Tıpkı, Kurtuluş Savaşı’ndan sonra neyimiz varsa, sabanımızı, öküzümüzü ortaya döktüğümüz gibi… İşte yine bu ruha ihtiyaç var. Son yıllardaki ekonomik, politik tavizler, AB kriterleri, özelleştirmeler bizde dünya savaşı yaraları açmış. Mertçe olmayan ekonomik, politik bir savaş... Ve görünen o ki biz bu savaşı kaybetmişiz. 

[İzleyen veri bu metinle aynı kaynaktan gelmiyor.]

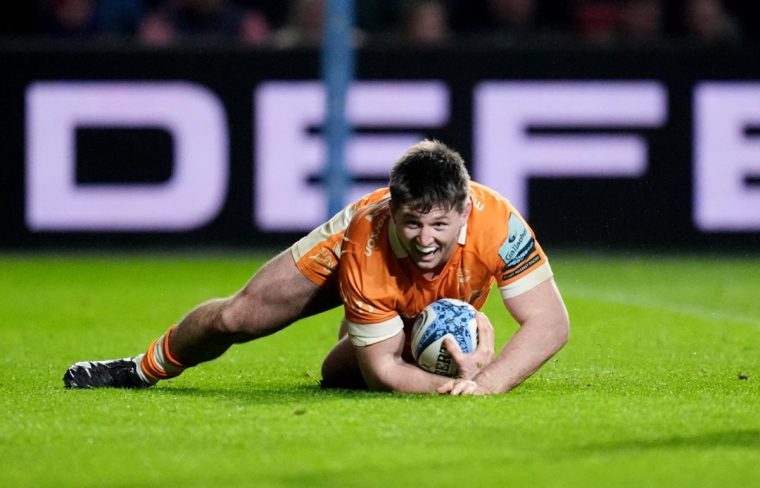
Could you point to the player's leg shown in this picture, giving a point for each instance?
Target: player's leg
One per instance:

Bugün bazı siyasiler “Bu dış güçler bizimle oynuyor. Darbe ile yıkamadılar dolar ile yapmaya çalışıyorlar” demekte. Düşman adı üstünde düşman… O düşmanlar boşluk bulamasın, zarar veremesin diye seçimler var... İktidarın temel görevi bu… Geçmişte yapılması gerekenler yapılsaydı, düşman boşluk bulamazdı. Ve bugün bunlar konuşulmazdı… 
Doların artması, Türk lirasının, varlıklarının bir anda %20 erimesi birkaç aylık bir durum olamaz. Son 10 yılın ekonomik analizi gerekir.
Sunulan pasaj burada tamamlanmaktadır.